13 сентября 1773 года в Яицком городке один из агитаторов повстанцев случайно проговорился среди толпы, что «государь-де на хутор Толкачев переехал». 15 сентября информацию об этом донесли до коменданта Симонова, который в тот же день направил на этот степной хутор бригаду захвата под командованием старшины Михаила Бородина. Что произошло далее не совсем ясно: то ли Бородин чуть заплутал в степи и вовремя не успел на Толкачев-хутор, то ли он не слишком хотел туда «успевать», резонно полагая, что без ожесточенного боя «казацкого царя» захватить вряд ли получится.
Как бы там ни было, но 17 сентября 1773 года атаман Емельян Пугачев беспрепятственно выдвинулся с хутора казаков Толкачевых в сторону Яицкого городка. Впереди ехали знаменосцы с развернутыми древними штандартами. За счет прибывающих вооруженных конных казаков отряд Пугачева рос быстро — уже в конце дня 17 сентября «казацкий царь» имел в своем распоряжении больше 200 сабель.
Царь-освободитель в походе по Яику
К вечеру 18 сентября повстанцы без боя заняли Бударинский форпост, располагавшийся всего в 5 верстах от Яицкого городка. Вмиг оробевший полковник Симонов выслал против Пугачева отряд русских пехотинцев и около сотни казаков под командованием секунд-майора Наумова и войскового старшины Окутина. Когда отряды сблизились, Пугачев послал к Окутину своего вестового с новым именным указом о восстановлении вольностей казачества. Войсковой старшина отказался прочесть этот указ казакам, и тогда более 50 казаков из его сотни, в знак протеста, ускакали под знамена Пугачева. Видя такой оборот дела, секунд-майор Наумов развернул свое оторопевшее войско на обратный курс — под защиту пушек Яицкого городка.
Русский гарнизон Яицкого городка более чем вдвое превышал отряд повстанцев. Не имея ни одного артиллерийского орудия, Пугачев мог захватить столицу Яицкого Войска только ценой большой крови своих побратимов. «Казацкий царь» не стал этого делать.
Повстанцы двинулись вверх по Яику, рассчитывая постепенно накопить силы и захватить Оренбург. У озера Белые Берега по древнему казацкому национальному обычаю состоялся Круг, на котором походным атаманом избрали Д.С. Овчинникова.
Емельян Пугачев шел по Яику буквально как царь-освободитель. Все казацкие станицы в единодушном порыве переходили на его сторону, повстанцев встречали красным вином и хлебом-солью, радостно звонили колокола.
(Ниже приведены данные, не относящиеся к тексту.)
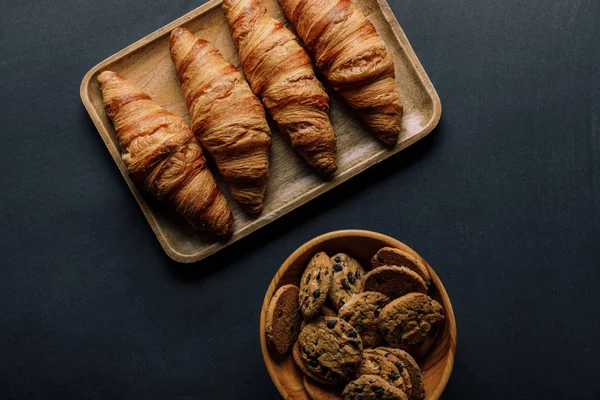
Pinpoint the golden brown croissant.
[171,28,271,214]
[98,71,233,236]
[279,0,403,145]
[222,0,337,175]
Вскоре в руках повстанцев оказались Илецкий, Гниловский, Рубежный, Кирсановский, Ирекский, Сакмарский городки, многие другие местечки и форпосты. Фактически без боя сдавались крупные крепости — Рассыпная, Нижне-Озерная, Татищева. В последней казаки захватили 13 пушек, много пороха и ядер, а также продовольствие и большое количество армейской амуниции.
Успешное продвижение в начале очень немногочисленного отряда Пугачева в значительной степени объясняется чудовищно несправедливыми социальными отношениями внутри русских крепостей. Командиры крепостей в яицких степях вели себя совершенно разнузданно, они прямо копировали крепостнические порядки центральной России. Здесь, вместо крестьянских холопов, объектом самой циничной эксплуатации служили абсолютно бесправные русские солдаты.
При подходе знамен Пугачева к какой-либо крепости, солдаты с большим воодушевлением поднимали на штыки своих «отцов-командиров», ибо видели в них прежде всего не офицеров, а обнаглевших от безнаказанности барчуков-дворян. Казаки старались, по мере возможностей, поддерживать подобные умонастроения русских солдат. Сдавшихся «братушек» не подвергали ни малейшей этнической дискриминации, напротив, подстригая их на казацкий манер, старались внушить им представление об исконной вольности человека любой национальности.
Так начиналась освободительная казацкая война, постепенно переросшая в борьбу всех антикрепостнических сил страны с «немецким» петербургским самодержавием.